In the same week that the plight of Mrs Slann and other residents was brought to light, we learnt, from the charity Age UK, that a whopping 900,000 old people are being denied vital home care.
The numbers of people receiving help to get out of bed, to wash and to prepare a meal (the most basic functions we all take for granted) has fallen by more than 170,000 in the past three years.
It’s all about money, of course, specifically a squeeze on state-funded social care, but it’s also, I think, about attitudes.
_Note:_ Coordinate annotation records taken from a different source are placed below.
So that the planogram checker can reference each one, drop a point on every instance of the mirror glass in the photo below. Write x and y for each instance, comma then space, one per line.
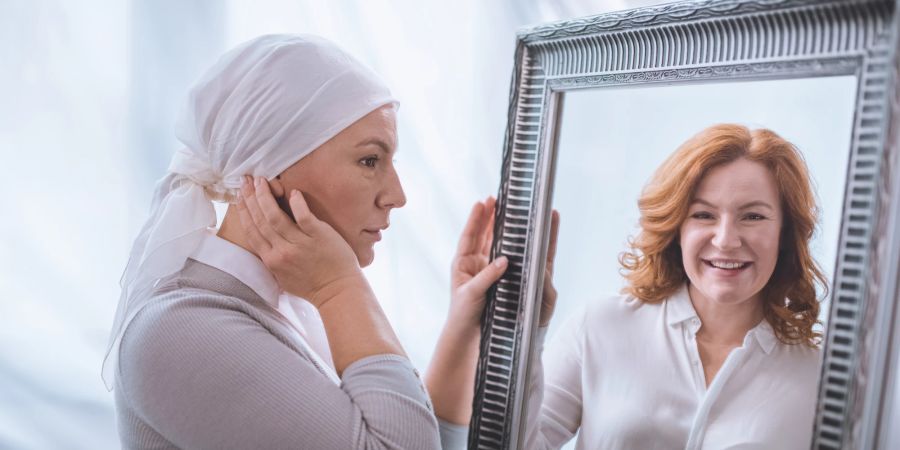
612, 139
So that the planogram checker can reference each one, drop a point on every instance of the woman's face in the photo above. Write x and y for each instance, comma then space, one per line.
730, 238
350, 181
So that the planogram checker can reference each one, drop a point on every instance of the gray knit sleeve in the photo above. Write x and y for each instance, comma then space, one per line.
203, 372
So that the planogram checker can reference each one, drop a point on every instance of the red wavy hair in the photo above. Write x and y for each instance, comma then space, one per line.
653, 265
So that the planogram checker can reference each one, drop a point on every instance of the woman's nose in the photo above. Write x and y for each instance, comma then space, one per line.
392, 196
726, 236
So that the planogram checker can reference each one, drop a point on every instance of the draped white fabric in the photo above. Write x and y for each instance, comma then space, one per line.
90, 94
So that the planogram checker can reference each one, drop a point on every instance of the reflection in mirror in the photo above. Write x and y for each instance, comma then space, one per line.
611, 140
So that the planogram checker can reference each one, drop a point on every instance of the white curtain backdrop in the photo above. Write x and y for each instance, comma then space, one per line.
88, 96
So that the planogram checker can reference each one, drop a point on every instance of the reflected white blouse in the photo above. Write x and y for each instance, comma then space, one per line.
627, 375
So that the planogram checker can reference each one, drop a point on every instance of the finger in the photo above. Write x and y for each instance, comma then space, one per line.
306, 220
248, 193
488, 236
259, 244
276, 218
548, 302
479, 284
468, 242
554, 234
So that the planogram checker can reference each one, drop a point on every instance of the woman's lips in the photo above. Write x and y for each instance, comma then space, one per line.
374, 234
727, 268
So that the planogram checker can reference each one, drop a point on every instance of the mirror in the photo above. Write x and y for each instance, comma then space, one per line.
596, 103
611, 140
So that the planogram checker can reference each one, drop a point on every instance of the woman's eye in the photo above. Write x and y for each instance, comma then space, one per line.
369, 161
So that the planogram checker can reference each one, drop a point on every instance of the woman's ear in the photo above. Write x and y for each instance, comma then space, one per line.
277, 187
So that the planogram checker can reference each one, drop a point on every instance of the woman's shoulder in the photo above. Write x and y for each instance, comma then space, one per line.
178, 321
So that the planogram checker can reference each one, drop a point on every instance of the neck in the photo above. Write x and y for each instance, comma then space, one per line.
725, 324
232, 231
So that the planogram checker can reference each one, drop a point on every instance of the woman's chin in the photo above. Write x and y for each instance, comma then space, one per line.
366, 256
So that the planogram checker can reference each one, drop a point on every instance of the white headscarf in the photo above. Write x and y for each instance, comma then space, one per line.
262, 107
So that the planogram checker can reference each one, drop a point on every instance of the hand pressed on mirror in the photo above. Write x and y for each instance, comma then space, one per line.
451, 373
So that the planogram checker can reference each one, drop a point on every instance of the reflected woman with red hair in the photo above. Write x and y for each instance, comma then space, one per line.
713, 342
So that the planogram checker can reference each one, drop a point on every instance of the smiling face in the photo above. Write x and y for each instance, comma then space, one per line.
350, 182
730, 238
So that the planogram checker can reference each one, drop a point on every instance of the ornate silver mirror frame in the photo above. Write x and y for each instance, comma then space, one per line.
706, 41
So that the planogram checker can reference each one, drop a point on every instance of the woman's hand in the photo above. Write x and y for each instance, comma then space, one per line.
471, 275
309, 259
451, 375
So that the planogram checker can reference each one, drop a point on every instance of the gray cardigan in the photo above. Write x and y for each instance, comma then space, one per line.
208, 364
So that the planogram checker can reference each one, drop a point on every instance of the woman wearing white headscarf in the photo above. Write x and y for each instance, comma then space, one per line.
211, 346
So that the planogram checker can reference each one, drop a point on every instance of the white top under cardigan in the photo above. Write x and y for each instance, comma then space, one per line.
627, 375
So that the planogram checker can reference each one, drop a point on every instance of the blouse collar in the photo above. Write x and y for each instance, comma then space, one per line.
681, 310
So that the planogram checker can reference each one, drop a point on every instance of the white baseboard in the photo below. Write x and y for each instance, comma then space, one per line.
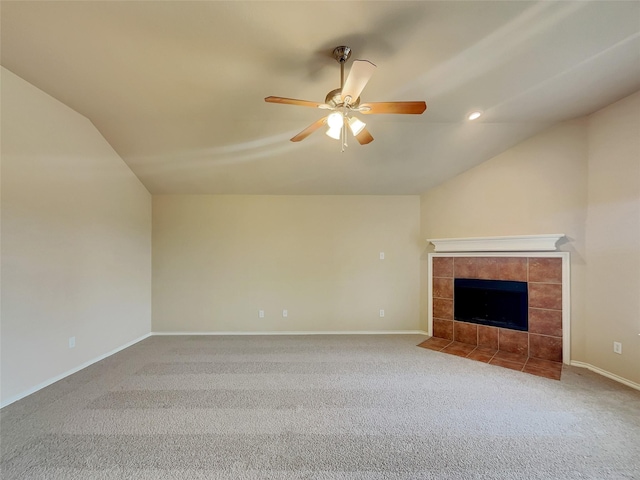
323, 332
48, 382
604, 373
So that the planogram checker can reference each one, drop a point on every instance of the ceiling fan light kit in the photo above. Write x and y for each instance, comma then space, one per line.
345, 101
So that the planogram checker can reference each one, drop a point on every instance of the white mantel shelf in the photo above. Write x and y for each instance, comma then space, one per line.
513, 243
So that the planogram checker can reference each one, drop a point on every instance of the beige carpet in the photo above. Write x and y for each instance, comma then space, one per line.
318, 407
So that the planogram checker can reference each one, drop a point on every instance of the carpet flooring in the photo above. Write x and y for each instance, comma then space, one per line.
318, 407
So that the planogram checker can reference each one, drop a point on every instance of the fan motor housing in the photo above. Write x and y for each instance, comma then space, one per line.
334, 99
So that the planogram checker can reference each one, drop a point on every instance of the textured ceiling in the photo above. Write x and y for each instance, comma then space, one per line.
177, 88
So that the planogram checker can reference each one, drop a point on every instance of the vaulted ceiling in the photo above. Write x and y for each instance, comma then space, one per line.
178, 87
We have sadly become a “push past and stare at your iPhone society” in which many of us simply don’t see the old lady or the gentleman in the street struggling along with their meagre items of shopping.
We don't think about their lives, what they may have done for us and how little they may have to look forward to.
The irony is that it is these people who are most likely to dip into what cash they have and send money out to fight Ebola or help the victims of a natural disaster.
Which begs the question: why can’t there be the same massive push, nationally, to ensure proper care for our elderly people as there is to banish foreign disease?
Why is it not possible, for instance, in one campaign, to raise the billions required to ensure that our old people can all enjoy a dignified old age?
We could start, rather handsomely I think, by putting the bloated BBC on the same financial footing as the rest of television and diverting all that licence-fee money to help pay for elderly care instead.